The Full Scoop on the Museum of Ice Cream in New York City

The pop-up museum features a life-size pool of "rainbow sprinkles" to dive into.

— -- Likeable. Lickable. Loveable. Shareable.

That's the mantra at the Museum of Ice Cream, a month-long interactive exhibit that celebrates America's favorite summer treat and opens in New York City today.

The pop-up museum features ice cream from some of the city’s most notable purveyors, including milkshake superstars Black Tap, OddFellows, and more. More than 30 artists, all passionate about ice cream, contributed ice cream-themed work for the museum.

"Good Morning America" got a sneak peek at the sweetest museum in Manhattan. ABC News' Will Ganss scooped up singer Kirstin Maldonado from the multi-platinum acapella group Pentatonix for the culinary experience and live stream on Facebook.
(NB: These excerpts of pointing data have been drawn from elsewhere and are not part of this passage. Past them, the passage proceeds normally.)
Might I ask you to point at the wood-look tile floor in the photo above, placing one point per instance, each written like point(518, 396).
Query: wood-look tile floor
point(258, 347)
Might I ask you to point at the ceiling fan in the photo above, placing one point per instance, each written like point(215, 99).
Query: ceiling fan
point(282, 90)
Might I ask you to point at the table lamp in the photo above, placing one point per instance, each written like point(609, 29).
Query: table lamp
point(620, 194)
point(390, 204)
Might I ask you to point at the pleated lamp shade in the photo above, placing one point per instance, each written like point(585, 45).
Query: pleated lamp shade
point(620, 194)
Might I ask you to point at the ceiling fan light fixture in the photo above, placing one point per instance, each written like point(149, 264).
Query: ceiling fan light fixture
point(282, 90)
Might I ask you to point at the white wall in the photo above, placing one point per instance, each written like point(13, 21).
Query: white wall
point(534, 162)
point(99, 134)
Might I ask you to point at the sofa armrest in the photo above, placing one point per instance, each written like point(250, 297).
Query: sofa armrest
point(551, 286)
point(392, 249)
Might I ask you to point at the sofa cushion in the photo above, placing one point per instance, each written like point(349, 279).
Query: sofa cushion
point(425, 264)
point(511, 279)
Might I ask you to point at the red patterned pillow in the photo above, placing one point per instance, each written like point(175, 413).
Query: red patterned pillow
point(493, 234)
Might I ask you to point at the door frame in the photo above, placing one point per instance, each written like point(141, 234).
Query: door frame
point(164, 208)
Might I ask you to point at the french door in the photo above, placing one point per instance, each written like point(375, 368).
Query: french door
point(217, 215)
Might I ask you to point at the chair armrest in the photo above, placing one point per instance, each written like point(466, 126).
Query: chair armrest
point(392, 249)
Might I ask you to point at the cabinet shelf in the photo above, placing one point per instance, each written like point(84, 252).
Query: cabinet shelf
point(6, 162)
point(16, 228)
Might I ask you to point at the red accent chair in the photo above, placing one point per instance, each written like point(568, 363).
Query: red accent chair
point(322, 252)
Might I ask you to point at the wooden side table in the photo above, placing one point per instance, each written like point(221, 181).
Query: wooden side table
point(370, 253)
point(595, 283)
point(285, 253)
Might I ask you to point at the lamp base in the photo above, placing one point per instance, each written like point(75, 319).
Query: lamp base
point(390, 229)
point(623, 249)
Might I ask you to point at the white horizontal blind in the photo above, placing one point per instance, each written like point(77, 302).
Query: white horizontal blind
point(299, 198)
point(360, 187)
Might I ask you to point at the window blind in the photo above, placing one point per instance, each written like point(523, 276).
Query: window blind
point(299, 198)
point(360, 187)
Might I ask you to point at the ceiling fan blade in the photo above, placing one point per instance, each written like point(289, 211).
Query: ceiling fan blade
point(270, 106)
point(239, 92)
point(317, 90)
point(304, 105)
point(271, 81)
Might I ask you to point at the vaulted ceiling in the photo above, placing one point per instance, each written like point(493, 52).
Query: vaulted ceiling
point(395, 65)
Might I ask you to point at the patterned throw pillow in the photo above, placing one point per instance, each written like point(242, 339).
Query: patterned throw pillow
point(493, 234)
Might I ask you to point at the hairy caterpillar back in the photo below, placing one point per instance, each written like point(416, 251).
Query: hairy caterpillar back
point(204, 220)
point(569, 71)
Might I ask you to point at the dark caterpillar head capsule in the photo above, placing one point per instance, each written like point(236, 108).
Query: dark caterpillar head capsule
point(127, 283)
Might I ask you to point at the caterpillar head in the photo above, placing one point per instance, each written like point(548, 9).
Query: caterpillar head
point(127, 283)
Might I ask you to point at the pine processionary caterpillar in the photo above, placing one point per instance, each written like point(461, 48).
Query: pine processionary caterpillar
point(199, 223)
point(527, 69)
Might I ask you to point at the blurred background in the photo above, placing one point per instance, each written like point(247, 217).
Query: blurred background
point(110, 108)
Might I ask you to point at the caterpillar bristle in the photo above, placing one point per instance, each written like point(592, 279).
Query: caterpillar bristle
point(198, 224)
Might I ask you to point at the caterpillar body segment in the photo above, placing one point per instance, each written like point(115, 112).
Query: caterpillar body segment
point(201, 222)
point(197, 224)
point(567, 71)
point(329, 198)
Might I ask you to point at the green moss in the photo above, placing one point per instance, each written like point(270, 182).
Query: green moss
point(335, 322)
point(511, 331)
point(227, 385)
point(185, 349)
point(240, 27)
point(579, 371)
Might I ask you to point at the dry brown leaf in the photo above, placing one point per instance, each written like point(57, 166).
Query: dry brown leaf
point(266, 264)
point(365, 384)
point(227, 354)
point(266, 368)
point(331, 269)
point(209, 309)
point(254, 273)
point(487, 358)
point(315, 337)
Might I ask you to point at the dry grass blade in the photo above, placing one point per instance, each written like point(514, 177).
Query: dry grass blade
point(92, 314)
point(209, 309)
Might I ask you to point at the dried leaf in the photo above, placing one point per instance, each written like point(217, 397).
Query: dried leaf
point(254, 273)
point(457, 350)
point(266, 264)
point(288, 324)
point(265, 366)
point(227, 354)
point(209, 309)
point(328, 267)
Visitors are treated to ice cream, of course, and walk through a bevy of whimsical exhibits like a real-life version of “Charlie and the Chocolate Factory.”

In Willy Wonka fashion, there’s an edible sugar balloon to try, a cone room, a chocolate chamber to explore and a collaborative ice cream sundae experience.

The biggest attraction is the life-size pool filled with about 7,000 pounds of “rainbow sprinkles.” They’re not edible, but they’re just as magical, and guests are invited to take a dip.

“It was a feat to get this built. It was manual. We did it by hand, we had 20, 25 people,” museum co-founder Manish Vora said. “It felt like ‘Charlie and the Chocolate Factory.’”

Guests can also swing on an ice cream sandwich and seesaw on an ice cream scooper.

On top of the sugar high, you might actually learn something.

“You’re going to learn everything from the history of the cone to the science of taste,” Vora said.

The museum in the Meatpacking District opens to the public today through Aug. 31, 2016 for an $18 admission fee per person, including ice cream. Tickets have already sold out, according to their website, but the museum is free on Fridays from 11 to 3 p.m. on a first-come basis.